I find answering the kids’ questions all at once limits me as a distraction in class and lessons the stares and questions from students as I volunteer. As part of my presentation, I usually show the video production, Annae’s Journey, produced by the War Amps of Canada. It shows me doing my hair and make-up, working in the kitchen, grocery shopping, biking and driving using only my feet. Afterwards the kids have the opportunity to ask me their questions.
Many questions have obvious answers and I think, “well, did you see me do that in the video?” but I am not one to discourage a child’s question, so I answer anyway.

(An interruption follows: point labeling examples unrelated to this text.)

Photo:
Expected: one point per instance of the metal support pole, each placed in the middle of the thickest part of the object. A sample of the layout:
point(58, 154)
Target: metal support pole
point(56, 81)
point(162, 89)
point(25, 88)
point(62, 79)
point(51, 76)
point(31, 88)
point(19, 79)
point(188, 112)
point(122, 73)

I get asked the same questions hundreds of times with the odd creative one and many children have funny and sweet comments, but nothing prepared me for what my own son, Tarek said to me this past September.
The class was watching me push a grocery cart in the video when 6-year-old Tarek leans over to me and whispers, accusingly, “You never push the cart anymore.”
Taken back a little I responded that yes, in fact, I still do when he or his sister aren’t with me. I imagined he was probably thinking, “All this time Elizabeth and I have pushed the cart for you and you can actually do it yourself?”
I suppose he is too young to remember me ever pushing the grocery cart as his older sister took over that duty years ago, but at the same time I felt like saying, “Do I really need to explain bruised ribs to you? Because that is what happens when I push the grocery cart! Believe me; I did this plenty of times during college.”
Instead, I gave him a little smile and hug. Anyone who knows my son knows he is capable of saying very funny, honest and thought provoking things. Although we constantly roll our eyes over him, we love him to death.
So in this moment of being caught red-handed, or more appropriately, “red-footed”, I think he realized that his mom is in fact, very independent. Perhaps we have gotten so used to the way we do things in our home that it never occurred to me to tell my children about the days I lived independently on my own.
Like any regular family, we all lean on each other and expect everyone to pitch in. I am certainly not chilling on the sideline sipping a soda while the rest of my family works.
I just didn’t realize my kids thought when I abstained from something, it meant I couldn’t do it, which is a far cry from the truth.
In the future, I need to be more mindful when I ask my children to help or when they see their dad do something for me, that it is being done out of love and in the spirit of helping. For the record, I am very independent, I can push the grocery cart or change the laundry or do up my seat belt but at the cost of time, ease and sometimes pain. And for goodness sakes, if pitching in takes the strain off my joints, saves my poor ribs and makes me a happier mom; I am all for that!